African Americans in the Furniture City is unique not only in terms of its subject, but also for its framing of the African American struggle for survival, civil rights, and community inside a discussion of the larger white community. Examining the African-American community of Grand Rapids, Michigan between 1850 and 1954, Randal Maurice Jelks uncovers the ways in which its members faced urbanization, responded to structural racism, developed in terms of occupations, and shaped their communal identities.

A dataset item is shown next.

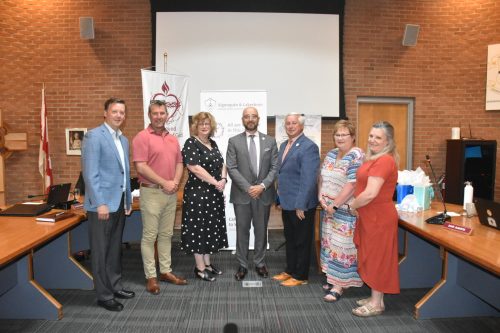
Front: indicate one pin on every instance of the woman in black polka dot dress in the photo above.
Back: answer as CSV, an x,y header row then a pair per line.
x,y
203,229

Focusing on the intersection of African Americans' nineteenth-century cultural values and the changing social and political conditions in the first half of the twentieth century, Jelks pays particularly close attention to the religious community's influence during their struggle toward a respectable social identity and fair treatment under the law. He explores how these competing values defined the community's politics as it struggled to expand its freedoms and change its status as a subjugated racial minority.

About the Author

Randal Maurice Jelks is an associate professor of American Studies and African and African American Studies at the University of Kansas. He is a coeditor of the journal American Studies and a coeditor and founder of the blog theblackbottom.com.

Reviews

"The story of blacks in Grand Rapids is fascinating. African Americans in the Furniture City makes a provocative argument with conclusions clearly supported by the evidence, and this book represents a new departure that will enrich discussions on the urbanization of African Americans during the twentieth century."--Dennis C. Dickerson, author of Out of the Crucible: Black Steelworkers in Western Pennsylvania, 1875-1980

Awards

Winner of a State History Award in the University and Commercial Press category from the Historical Society of Michigan (2006).